Religion
- Affiliation: Islam

Location
- Location: Dəstə, Ordubad District
- Country: Azerbaijan
- Interactive map of Shingiley Mosque
- Coordinates: 38°53′02″N 45°54′29″E﻿ / ﻿38.88391076996538°N 45.90807923608517°E

Architecture
- Completed: 19th century

= Shingiley Mosque =

Mosque in Dəstə, Ordubad, Azerbaijan

The Shingiley Mosque is a 19th-century mosque and historical-architectural monument located in the village of Dəstə, Ordubad District, Azerbaijan.

The mosque was included in the list of immovable historical and cultural monuments of local importance by Decision No. 132 of the Cabinet of Azerbaijan dated August 2, 2001. By Decision No. 98 of the Cabinet of Ministers of the Nakhchivan Autonomous Republic dated November 21, 2007, Shingiley Mosque was classified as an architectural monument of national importance.

== About ==
The Shingiley Mosque is located in the village of Dəstə, Ordubad District. According to inscriptions found in the mosque, it was originally built in the 11th century and restored in the 20th century.

The mosque has two entrances, with the main one located on the northern side, where there is also a balcony. There are two arched windows on each of the western and eastern walls, and five windows on the southern wall. The ceiling is supported by six columns. The mosque is 16.6 m long, 9 m wide, and 4.3 m high.

After the Soviet occupation of Azerbaijan, an official campaign against religion began in 1928. In December of that year, the Central Committee of the Communist Party of Azerbaijan transferred many mosques, churches, and synagogues for use as educational clubs.

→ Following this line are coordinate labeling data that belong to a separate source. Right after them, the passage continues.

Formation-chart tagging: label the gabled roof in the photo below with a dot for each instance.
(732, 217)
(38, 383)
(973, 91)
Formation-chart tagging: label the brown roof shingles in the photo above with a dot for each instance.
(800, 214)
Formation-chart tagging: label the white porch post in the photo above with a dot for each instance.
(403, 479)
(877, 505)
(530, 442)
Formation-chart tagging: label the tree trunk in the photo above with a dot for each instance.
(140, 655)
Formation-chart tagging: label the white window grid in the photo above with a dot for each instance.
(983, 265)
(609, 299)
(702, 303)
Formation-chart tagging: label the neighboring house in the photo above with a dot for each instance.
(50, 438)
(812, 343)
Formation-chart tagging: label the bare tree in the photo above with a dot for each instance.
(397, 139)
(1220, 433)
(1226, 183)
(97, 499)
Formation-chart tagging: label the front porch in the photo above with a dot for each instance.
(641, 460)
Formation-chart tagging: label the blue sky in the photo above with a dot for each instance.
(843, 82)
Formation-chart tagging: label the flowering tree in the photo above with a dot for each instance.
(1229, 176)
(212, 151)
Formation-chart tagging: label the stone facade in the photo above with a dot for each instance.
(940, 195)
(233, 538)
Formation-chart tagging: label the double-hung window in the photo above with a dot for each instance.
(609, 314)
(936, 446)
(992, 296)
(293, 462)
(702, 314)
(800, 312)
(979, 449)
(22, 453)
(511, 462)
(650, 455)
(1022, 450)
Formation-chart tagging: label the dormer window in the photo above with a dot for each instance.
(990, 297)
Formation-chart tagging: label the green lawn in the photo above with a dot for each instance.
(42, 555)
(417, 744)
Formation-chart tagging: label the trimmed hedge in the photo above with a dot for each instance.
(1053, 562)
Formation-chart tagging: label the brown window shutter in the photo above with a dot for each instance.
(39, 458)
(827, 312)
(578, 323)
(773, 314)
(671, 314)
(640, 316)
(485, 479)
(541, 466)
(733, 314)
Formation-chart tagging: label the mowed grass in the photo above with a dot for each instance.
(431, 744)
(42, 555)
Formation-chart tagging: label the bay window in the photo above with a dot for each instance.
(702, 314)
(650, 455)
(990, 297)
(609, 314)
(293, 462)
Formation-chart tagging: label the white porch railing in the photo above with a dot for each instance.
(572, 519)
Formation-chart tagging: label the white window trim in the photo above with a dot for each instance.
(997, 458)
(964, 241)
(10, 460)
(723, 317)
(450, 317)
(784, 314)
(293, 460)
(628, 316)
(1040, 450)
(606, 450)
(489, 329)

While there were 3,000 mosques in Azerbaijan in 1917, this number dropped to 1,700 in 1927, 1,369 in 1928, and only 17 by 1933. The Shingiley Mosque also ceased functioning during this period.

=== After Independence ===
After Azerbaijan regained its independence, the mosque was included in the list of immovable historical and cultural monuments of local importance by Decision No. 132 of the Cabinet of Ministers of the Republic of Azerbaijan dated August 2, 2001. By Decision No. 98 of the Cabinet of Ministers of the Nakhchivan Autonomous Republic dated November 21, 2007, the Shingiley Mosque was added to the list of architectural monuments of national importance.